L’article 43-bis de la Loi italienne sur le droit d’auteur a introduit un mécanisme qui doit s’appliquer dans l’éventualité où aucun accord n’est conclu entre les parties concernées. Dans une telle situation, l’Autorité de communication italienne AGCOM doit déterminer le montant de la « compensation équitable » (« equo compenso ») due aux éditeurs de presse.

À cette fin, l’AGCOM a été chargée d’adopter un règlement – ce qu’elle a fait au début de 2023 (delibera AGCOM n. 3/23/CONS) – identifiant les critères pour déterminer la « compensation équitable » due aux éditeurs de presse, en tenant compte d’une série de facteurs, y compris : – le nombre de vues en ligne de la publication de presse – les revenus publicitaires générés – les années d’activité –la part de marché de l’éditeur de presse et le nombre de journalistes employés – les coûts encourus pour les investissements technologiques et infrastructurels par les éditeurs de presse et les plateformes – les avantages économiques découlant, pour les deux parties, de la publication en termes de visibilité et de revenus publicitaires. 

Sans préjudice de la possibilité de mener une action en justice, les parties (après un délai de 30 jours à compter de la demande de débuter les négociations sans avoir atteint un accord sur le montant de la compensation),  auront le droit de s’adresser à l’AGCOM, qui – dans les 60 jours suivant la demande – évaluera les propositions économiques faites par les parties ou, si aucune des deux n’est jugée conforme aux dispositions du règlement pertinent, fixera le montant de la compensation équitable ex officio. 

En l’absence d’un accord après la décision de l’AGCOM, chaque partie peut renvoyer l’affaire devant les autorités judiciaires (avec la précision que toute limitation injustifiée du contenu des éditeurs dans les résultats de recherche pendant la période de négociation peut être évaluée aux fins de vérifier le respect de l’obligation de mener les négociations de bonne foi).

Conformité avec le Droit de l’UE 

Dès le début des débats sur la transposition de la directive, l’Autorité italienne de la concurrence AGCOM s’est montrée préoccupée par le fait que le mécanisme pourrait être incompatible avec le droit de l’UE. 

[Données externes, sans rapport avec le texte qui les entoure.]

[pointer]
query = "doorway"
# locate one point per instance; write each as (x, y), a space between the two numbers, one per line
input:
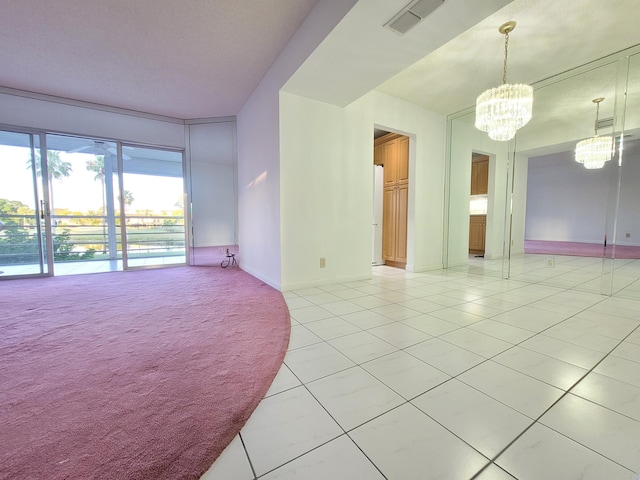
(391, 152)
(478, 204)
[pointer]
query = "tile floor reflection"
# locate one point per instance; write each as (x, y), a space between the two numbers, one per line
(452, 375)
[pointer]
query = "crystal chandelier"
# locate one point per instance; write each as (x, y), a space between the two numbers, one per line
(594, 152)
(501, 111)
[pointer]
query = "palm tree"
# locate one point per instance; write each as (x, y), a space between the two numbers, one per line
(128, 198)
(97, 166)
(57, 169)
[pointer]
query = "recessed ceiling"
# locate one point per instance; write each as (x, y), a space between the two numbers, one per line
(204, 58)
(195, 59)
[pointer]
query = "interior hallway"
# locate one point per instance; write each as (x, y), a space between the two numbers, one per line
(453, 375)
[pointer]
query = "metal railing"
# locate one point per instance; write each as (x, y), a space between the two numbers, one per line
(87, 237)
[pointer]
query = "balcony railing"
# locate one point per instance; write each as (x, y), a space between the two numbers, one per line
(90, 237)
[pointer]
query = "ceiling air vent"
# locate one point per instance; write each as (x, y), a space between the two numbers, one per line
(411, 15)
(604, 123)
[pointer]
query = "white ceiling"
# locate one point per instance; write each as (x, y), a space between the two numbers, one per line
(205, 58)
(184, 59)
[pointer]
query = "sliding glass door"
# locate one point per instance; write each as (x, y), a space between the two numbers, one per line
(83, 179)
(24, 250)
(153, 202)
(73, 205)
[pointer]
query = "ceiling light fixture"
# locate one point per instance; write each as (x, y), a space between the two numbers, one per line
(594, 152)
(501, 111)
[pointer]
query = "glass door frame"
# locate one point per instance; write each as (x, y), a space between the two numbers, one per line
(123, 213)
(42, 213)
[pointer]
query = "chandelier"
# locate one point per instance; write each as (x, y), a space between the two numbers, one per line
(501, 111)
(594, 152)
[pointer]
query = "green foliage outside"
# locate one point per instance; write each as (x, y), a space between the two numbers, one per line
(18, 245)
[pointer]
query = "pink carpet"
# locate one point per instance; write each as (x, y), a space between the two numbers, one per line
(581, 249)
(133, 375)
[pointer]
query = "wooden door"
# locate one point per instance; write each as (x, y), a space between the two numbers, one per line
(389, 224)
(402, 197)
(477, 233)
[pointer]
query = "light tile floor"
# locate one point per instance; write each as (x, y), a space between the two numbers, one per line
(453, 375)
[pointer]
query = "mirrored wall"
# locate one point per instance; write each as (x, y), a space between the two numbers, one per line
(542, 217)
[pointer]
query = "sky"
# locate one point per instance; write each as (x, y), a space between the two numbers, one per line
(80, 191)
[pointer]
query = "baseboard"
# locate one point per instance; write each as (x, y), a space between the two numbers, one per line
(425, 268)
(261, 277)
(320, 282)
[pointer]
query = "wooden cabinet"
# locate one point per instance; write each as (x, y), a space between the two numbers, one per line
(477, 233)
(392, 151)
(480, 176)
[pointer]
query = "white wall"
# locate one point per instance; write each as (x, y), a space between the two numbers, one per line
(521, 170)
(80, 119)
(326, 195)
(568, 203)
(327, 186)
(259, 148)
(212, 168)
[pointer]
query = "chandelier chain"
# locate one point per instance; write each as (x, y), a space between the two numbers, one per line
(504, 67)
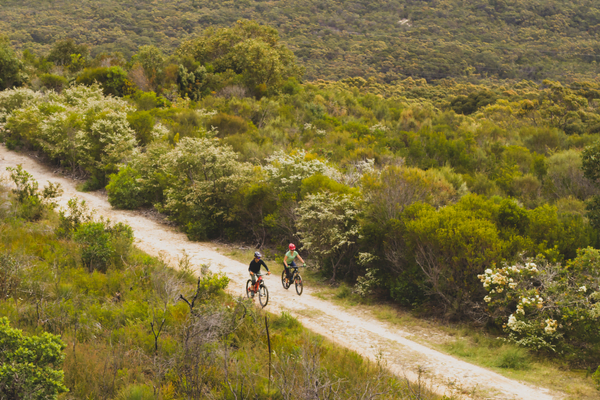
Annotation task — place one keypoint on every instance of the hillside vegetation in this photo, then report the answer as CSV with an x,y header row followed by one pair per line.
x,y
387,40
85,315
470,202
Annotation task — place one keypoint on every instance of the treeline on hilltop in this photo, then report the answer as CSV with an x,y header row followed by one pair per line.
x,y
83,314
422,194
333,39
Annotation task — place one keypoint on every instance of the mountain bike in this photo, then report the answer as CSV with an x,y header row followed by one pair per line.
x,y
296,278
260,288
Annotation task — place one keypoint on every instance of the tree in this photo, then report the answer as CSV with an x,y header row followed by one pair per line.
x,y
112,79
203,180
152,61
63,50
250,50
451,246
329,229
12,71
30,366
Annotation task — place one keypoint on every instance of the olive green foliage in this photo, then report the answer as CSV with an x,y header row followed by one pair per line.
x,y
33,203
388,41
208,341
203,178
80,129
98,242
53,82
113,80
548,307
30,365
12,71
63,51
250,51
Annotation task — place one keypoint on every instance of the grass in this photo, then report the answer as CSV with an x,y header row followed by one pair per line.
x,y
109,351
464,342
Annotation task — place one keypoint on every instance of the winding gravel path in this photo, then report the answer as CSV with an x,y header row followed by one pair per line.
x,y
357,331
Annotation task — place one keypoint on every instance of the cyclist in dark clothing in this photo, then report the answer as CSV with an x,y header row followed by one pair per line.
x,y
255,265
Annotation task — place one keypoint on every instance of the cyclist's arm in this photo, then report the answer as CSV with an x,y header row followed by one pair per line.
x,y
265,265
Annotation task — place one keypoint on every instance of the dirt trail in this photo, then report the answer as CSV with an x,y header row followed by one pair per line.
x,y
357,331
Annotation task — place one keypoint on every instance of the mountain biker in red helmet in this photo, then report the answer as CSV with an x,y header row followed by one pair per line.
x,y
288,260
254,267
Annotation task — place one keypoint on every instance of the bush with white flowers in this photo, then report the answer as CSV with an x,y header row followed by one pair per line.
x,y
548,306
80,129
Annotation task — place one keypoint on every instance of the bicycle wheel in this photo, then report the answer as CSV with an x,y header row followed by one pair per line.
x,y
298,283
249,291
286,285
263,295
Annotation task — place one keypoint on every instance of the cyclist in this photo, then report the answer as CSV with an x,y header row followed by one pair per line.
x,y
255,265
288,260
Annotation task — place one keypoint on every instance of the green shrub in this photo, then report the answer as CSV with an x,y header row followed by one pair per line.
x,y
514,358
102,244
142,123
33,203
54,82
124,190
136,392
31,366
70,219
596,378
228,124
112,79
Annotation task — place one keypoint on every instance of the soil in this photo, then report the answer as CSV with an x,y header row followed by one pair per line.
x,y
357,329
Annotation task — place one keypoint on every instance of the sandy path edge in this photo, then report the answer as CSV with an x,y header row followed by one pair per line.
x,y
361,333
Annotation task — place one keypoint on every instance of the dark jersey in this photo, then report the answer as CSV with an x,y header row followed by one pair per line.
x,y
255,266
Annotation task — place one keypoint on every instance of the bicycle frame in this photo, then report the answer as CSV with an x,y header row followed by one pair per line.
x,y
257,284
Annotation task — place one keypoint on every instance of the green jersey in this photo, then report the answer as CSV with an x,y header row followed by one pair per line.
x,y
291,256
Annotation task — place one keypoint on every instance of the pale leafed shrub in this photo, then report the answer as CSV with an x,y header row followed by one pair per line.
x,y
286,171
548,306
202,179
13,99
80,129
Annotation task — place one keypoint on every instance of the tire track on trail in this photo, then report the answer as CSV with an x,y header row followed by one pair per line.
x,y
357,331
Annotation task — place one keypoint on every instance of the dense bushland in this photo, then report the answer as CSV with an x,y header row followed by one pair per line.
x,y
103,320
333,39
408,191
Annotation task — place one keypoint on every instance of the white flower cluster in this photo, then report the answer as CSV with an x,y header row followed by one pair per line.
x,y
204,114
535,301
378,127
512,321
286,171
550,326
498,279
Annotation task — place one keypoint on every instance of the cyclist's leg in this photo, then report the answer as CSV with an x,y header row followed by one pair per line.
x,y
290,269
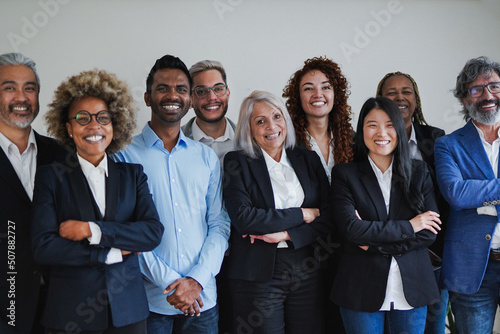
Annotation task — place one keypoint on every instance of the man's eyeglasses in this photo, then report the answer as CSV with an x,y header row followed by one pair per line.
x,y
84,117
202,91
477,91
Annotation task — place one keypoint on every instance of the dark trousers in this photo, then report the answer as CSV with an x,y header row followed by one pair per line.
x,y
292,301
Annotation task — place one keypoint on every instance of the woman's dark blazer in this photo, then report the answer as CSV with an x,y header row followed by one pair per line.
x,y
249,199
79,277
361,281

De fait, Meta a engagé une action devant le tribunal administratif (TAR Lazio) demandant l’annulation du règlement AGCOM. Facebook prétend que – contrairement à la transposition italienne – l’article 15 n’imposerait aucune obligation aux PSSI (politique de sécurité des systèmes d’information) d’obtenir une licence pour l’utilisation de publications de presse, ni une obligation de rémunérer les éditeurs de presse.

La transposition italienne de l’article 15 serait, selon Meta serait un cas clair de « surtransposition ». Ce terme fait référence à des situations dans lesquelles les États membres vont au-delà du libellé du droit de l’UE et imposent des exigences, obligations ou normes supplémentaires aux destinataires de la législation nationale résultante qui dépassent la disposition correspondante de l’UE, avec le risque que les objectifs de la pièce pertinente de la législation de l’UE soient affectés négativement ou même contredits.

En outre, cela contredirait la liberté fondamentale de mener une entreprise, reconnue par l’article 16 de la Charte de l’UE, avec pour résultat que la liberté de contracter et la liberté de concurrence seraient indûment comprimées. Cela irait également à l’encontre du principe du pays d’origine et de la libre circulation des services.

Le TAR Lazio a décidé (sentenza 18790/2023) de suspendre la procédure et de demander à la CJUE de clarifier si l’article 15 de la Directive DSM empêche les législations nationales qui : – prévoient des obligations de rémunération (equo compenso) en plus des droits exclusifs accordés en vertu de la disposition de l’UE ; – obligent les PSSI à  (ii) fournir aux éditeurs de presse et à l’AGCOM les informations nécessaires à la détermination de l’equo compenso, et (iii) ne pas limiter la visibilité des publications de presse pendant la négociation – confèrent à une autorité administrative comme l’AGCOM les pouvoirs que la législation italienne lui a donnés, y compris (a) la supervision et la sanction, (b) la détermination des critères de rémunération, (c) en l’absence d’accord entre les parties, la rémunération due. De plus, le TAR Lazio demande quel rôle jouent les articles 16 et 52 de la Charte de l’UE, ainsi que la liberté de concurrence en vertu de l’article 109 TFUE, dans un tel scénario.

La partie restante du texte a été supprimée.